Demonstrasi puluhan ribu umat Islam, menuntut proses hukum Gubernur Daerah Khusus Ibu Kota (DKI) Jakarta, Basuki Tjahaja Purnama alias Ahok, beragama Kristen Protestan, dengan tudingan menista Agama Islam, di Jakarta, 4 November 2016, tiba-tiba rusuh, setelah melalui orasi dan beberapa kali rapat, malah menuntut pelengseran Presiden Jokowi – Wakil Presiden JK.
Keterlibatan Amerika Serikat dan Australia sudah dikemukakan Panglima TNI Jenderal TNI Gatot Nurmantyo di Bandung, Rabu, 23 November 2016. Amerika Serikat dan Australia, penganut ideologi liberalis, sedangkan RRC dan Indonesia, menganut ideologi sosialis. Kaum liberalis sangat tidak suka Jokowi – JK berhubungan mesra dengan RRC.

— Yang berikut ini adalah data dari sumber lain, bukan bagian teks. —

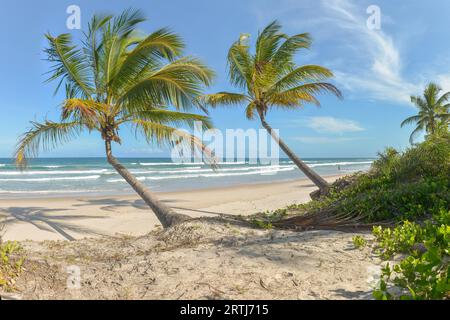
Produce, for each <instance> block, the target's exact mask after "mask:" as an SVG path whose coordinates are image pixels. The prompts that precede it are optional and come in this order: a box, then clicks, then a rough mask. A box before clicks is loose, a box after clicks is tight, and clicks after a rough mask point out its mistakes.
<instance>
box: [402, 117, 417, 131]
mask: <svg viewBox="0 0 450 320" xmlns="http://www.w3.org/2000/svg"><path fill="white" fill-rule="evenodd" d="M420 118H421V117H420V116H419V115H416V116H411V117H408V118H406V119H405V120H403V121H402V123H401V124H400V127H402V128H403V127H404V126H406V125H409V124H414V123H417V122H419V121H420Z"/></svg>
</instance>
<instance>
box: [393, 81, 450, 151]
mask: <svg viewBox="0 0 450 320" xmlns="http://www.w3.org/2000/svg"><path fill="white" fill-rule="evenodd" d="M441 91H442V89H441V88H440V87H439V86H438V85H437V84H435V83H430V84H428V86H427V87H426V88H425V90H424V92H423V97H420V96H411V102H412V103H413V104H415V105H416V107H417V108H418V109H419V113H418V114H417V115H414V116H411V117H409V118H407V119H405V120H404V121H403V122H402V123H401V127H403V126H405V125H408V124H415V125H416V128H415V129H414V131H413V132H412V133H411V136H410V137H409V141H410V143H411V144H413V143H414V139H415V138H416V136H417V134H419V133H420V132H421V131H423V130H425V132H426V133H427V134H429V135H434V134H436V133H437V132H438V130H439V129H440V128H447V127H448V125H449V119H450V111H449V110H450V103H448V101H449V100H450V92H446V93H444V94H443V95H441V96H439V94H440V92H441Z"/></svg>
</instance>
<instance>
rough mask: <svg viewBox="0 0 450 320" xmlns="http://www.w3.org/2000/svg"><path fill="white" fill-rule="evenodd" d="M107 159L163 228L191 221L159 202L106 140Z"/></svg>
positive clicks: (167, 227) (110, 141)
mask: <svg viewBox="0 0 450 320" xmlns="http://www.w3.org/2000/svg"><path fill="white" fill-rule="evenodd" d="M105 148H106V157H107V159H108V162H109V163H110V164H111V165H112V166H113V167H114V169H116V171H117V172H118V173H119V174H120V175H121V176H122V178H124V179H125V181H126V182H128V184H129V185H130V186H131V187H132V188H133V189H134V190H135V191H136V192H137V194H138V195H139V196H140V197H141V198H142V200H144V201H145V203H146V204H147V205H148V206H149V207H150V208H151V209H152V210H153V212H154V213H155V215H156V217H157V218H158V220H159V221H160V222H161V224H162V226H163V228H168V227H170V226H173V225H175V224H177V223H181V222H183V221H186V220H189V219H190V217H189V216H187V215H184V214H179V213H176V212H175V211H174V210H173V209H171V208H169V207H168V206H166V205H165V204H164V203H162V202H161V201H159V200H158V199H157V198H156V197H155V196H154V195H153V193H152V192H151V191H150V190H148V188H147V187H146V186H145V185H144V184H143V183H141V182H140V181H139V180H137V179H136V177H135V176H134V175H132V174H131V172H130V171H128V170H127V169H126V168H125V167H124V166H123V165H122V164H121V163H120V162H119V161H118V160H117V159H116V158H115V157H114V156H113V155H112V152H111V141H110V140H105Z"/></svg>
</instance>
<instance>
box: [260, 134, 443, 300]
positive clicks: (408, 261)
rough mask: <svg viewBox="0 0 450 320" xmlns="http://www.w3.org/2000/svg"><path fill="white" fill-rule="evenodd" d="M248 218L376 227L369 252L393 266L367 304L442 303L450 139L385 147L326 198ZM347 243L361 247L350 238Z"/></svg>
mask: <svg viewBox="0 0 450 320" xmlns="http://www.w3.org/2000/svg"><path fill="white" fill-rule="evenodd" d="M280 213H282V214H280ZM255 219H259V222H258V224H255V223H254V224H255V225H259V226H262V227H264V226H266V225H267V224H268V223H270V225H271V226H273V227H281V228H296V229H298V228H303V229H308V228H324V227H326V228H340V227H342V228H343V227H355V226H361V225H375V226H374V227H373V235H374V237H375V244H374V250H375V253H377V254H378V255H379V256H380V257H381V258H382V259H385V260H390V259H394V261H395V262H394V263H393V264H392V262H390V263H387V264H386V265H385V266H384V267H383V268H382V278H381V280H380V283H379V286H378V287H377V288H376V290H375V291H374V293H373V294H374V297H375V298H377V299H448V298H450V284H449V271H450V270H449V269H450V266H449V261H450V252H449V251H450V245H449V239H450V133H448V132H446V131H445V130H443V131H441V132H440V133H439V134H433V135H428V136H427V140H426V141H425V142H423V143H420V144H417V145H415V146H413V147H411V148H409V149H408V150H406V151H405V152H399V151H397V150H395V149H393V148H388V149H386V151H385V152H383V153H382V154H380V156H379V159H378V160H377V161H375V162H374V163H373V165H372V168H371V169H370V171H369V172H367V173H359V174H355V175H353V176H350V177H346V178H344V179H340V180H338V181H337V182H335V183H334V184H333V185H332V186H331V188H330V192H329V194H328V195H326V196H324V197H322V198H320V199H318V200H313V201H311V202H309V203H307V204H301V205H293V206H290V207H288V208H286V209H282V210H277V211H275V212H271V213H265V214H260V215H257V216H256V217H255ZM380 224H381V225H380ZM377 225H378V226H377ZM382 225H390V226H388V227H383V226H382ZM353 244H354V246H355V247H356V248H362V247H363V246H365V245H367V242H366V241H365V240H364V239H363V238H362V237H361V236H355V237H353Z"/></svg>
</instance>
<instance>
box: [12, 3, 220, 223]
mask: <svg viewBox="0 0 450 320" xmlns="http://www.w3.org/2000/svg"><path fill="white" fill-rule="evenodd" d="M144 20H145V18H144V17H143V15H142V13H141V12H140V11H138V10H126V11H124V12H123V13H122V14H121V15H120V16H117V17H115V18H114V17H111V16H105V17H99V16H94V17H93V18H92V20H91V22H90V23H89V27H88V30H87V32H86V33H85V34H84V36H85V37H84V41H83V43H82V45H81V48H79V47H77V46H76V45H73V44H72V39H71V36H70V35H69V34H61V35H59V36H57V37H53V36H52V35H50V34H47V35H46V38H47V40H48V48H47V49H45V53H46V55H47V57H48V61H50V62H51V63H52V69H51V70H50V72H49V73H50V77H49V78H48V81H53V80H57V81H58V85H57V88H56V91H58V90H59V89H60V88H61V87H63V88H65V95H66V100H65V101H64V102H63V103H62V106H61V119H60V120H59V121H57V122H54V121H50V120H45V121H43V122H42V123H38V122H32V126H31V128H30V129H29V131H28V132H26V133H25V134H24V135H23V136H22V137H21V139H20V141H19V143H18V146H17V150H16V153H15V158H16V163H17V165H18V166H20V167H21V168H24V167H25V166H26V160H27V158H29V157H36V156H37V155H38V152H39V151H40V150H48V149H49V148H53V147H56V146H58V145H59V144H61V143H65V142H68V141H69V140H71V139H74V138H76V137H77V136H78V135H79V134H80V133H81V132H83V131H88V132H89V133H93V132H97V133H99V134H100V136H101V138H102V139H103V140H104V143H105V151H106V157H107V160H108V162H109V163H110V164H111V165H112V166H113V167H114V168H115V169H116V171H117V172H118V173H119V174H120V175H121V176H122V177H123V178H124V179H125V180H126V182H128V183H129V184H130V186H131V187H132V188H133V189H134V190H135V191H136V192H137V193H138V194H139V196H140V197H141V198H142V199H143V200H144V201H145V202H146V203H147V204H148V205H149V206H150V207H151V209H153V211H154V213H155V214H156V216H157V217H158V219H159V221H160V222H161V224H162V225H163V227H168V226H171V225H173V224H174V223H177V222H180V221H183V220H185V219H187V216H185V215H181V214H177V213H176V212H174V211H173V210H172V209H171V208H169V207H167V206H166V205H165V204H163V203H162V202H160V201H159V200H158V199H157V198H156V197H155V196H154V195H153V194H152V193H151V192H150V191H149V190H148V189H147V188H146V186H145V185H144V184H143V183H141V182H140V181H138V180H137V179H136V177H134V176H133V175H132V174H131V173H130V172H129V171H128V170H127V169H126V168H125V167H124V166H123V165H121V164H120V163H119V161H118V160H117V159H116V158H115V157H114V156H113V153H112V145H113V144H114V143H118V144H120V143H121V138H120V135H119V129H121V128H122V127H128V128H129V129H131V130H133V131H134V132H135V133H136V134H138V135H143V137H144V138H145V139H146V141H147V142H148V143H152V142H155V143H157V144H158V145H163V144H167V145H175V144H179V143H186V144H188V145H189V146H191V147H197V148H199V149H200V151H207V150H206V149H205V148H204V146H203V144H202V143H201V141H200V140H199V139H197V138H196V137H194V136H191V135H189V134H188V133H186V131H184V130H181V129H177V127H186V126H188V125H193V124H194V122H196V121H201V122H202V123H203V125H204V126H205V127H208V128H209V127H210V126H211V124H210V122H209V119H208V117H206V116H202V115H198V114H193V113H188V112H186V109H187V108H189V107H192V100H193V98H194V97H195V96H197V95H198V94H200V93H201V90H202V88H203V87H204V86H206V85H209V83H210V80H211V78H212V76H213V73H212V71H211V70H210V69H208V68H207V67H206V66H205V65H204V64H202V63H201V62H200V61H199V60H197V59H195V58H192V57H188V56H186V57H181V54H182V49H183V47H184V45H183V42H182V40H181V39H180V37H179V36H177V35H176V34H174V33H172V32H170V31H169V30H167V29H160V30H157V31H155V32H153V33H151V34H149V35H143V34H140V33H138V32H137V31H136V27H137V25H138V24H139V23H141V22H143V21H144Z"/></svg>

Kalaupun ada ketakutan RRC akan menghidupkan kembali paham komunis seiring investasi terus melonjak di Indonesia, sama sekali tidak beralasan, karena sudah ada ketetapan Majelis Permusyawaratan Rakyat (MPR) tahun 1966 tentang larangan menganut paham komunis.
Kalaupun masih ditemukan paham komunis, itu urusan aparat penengak hukum. Tidak perlu menggelar apel kesiagaan sangat demonstratif sebagaimana dilakonkan Kivlan Zen dan kawan-kawannya.
Masyarakat Indonesia, harus cerdas di dalam mencermati situasi politik yang berkembang akhir-akhir ini, agar keutuhan Negara Kesatuan Republik Indonesia (NKRI), bisa terjaga dengan baik. Jangan hanya pandai dukung NKRI, tapi tindakan kita justru merongrong.
Ideologi liberalis sangat tidak cocok di Indonesia, karena menguburkan sendi-sendi kesetiakawanan sosial, gotong-royong, azas musyawarah dan mufakat sebagaimana diatur diatur di dalam sistem politik Pancasila.
Kalaupun masih ada yang alergi akan investasi asing, karena terlalu mendewakan kapitalis, pemilik modal, sangat tidak adil kalau hanya ditujukan kepada RRC.
Investasi Amerika Serikat di Indonesia, melalui keberadaan PT Freeport Indonesia di Kabupaten Mimika, Provinsi Papua, sejak tahun 1967, perangainya tidak kalah eksklusif dan sadis.
Di Kabupaten Mimika, ada satu kawasan yang penghuninya seratus persen warga negara Amerika Serikat. Semua sistem peradaran di Tembagapura, Papua, misalnya, seratus persen berorientasi Amerika Serikat. Orang lokal tidak boleh masuk kawasan itu.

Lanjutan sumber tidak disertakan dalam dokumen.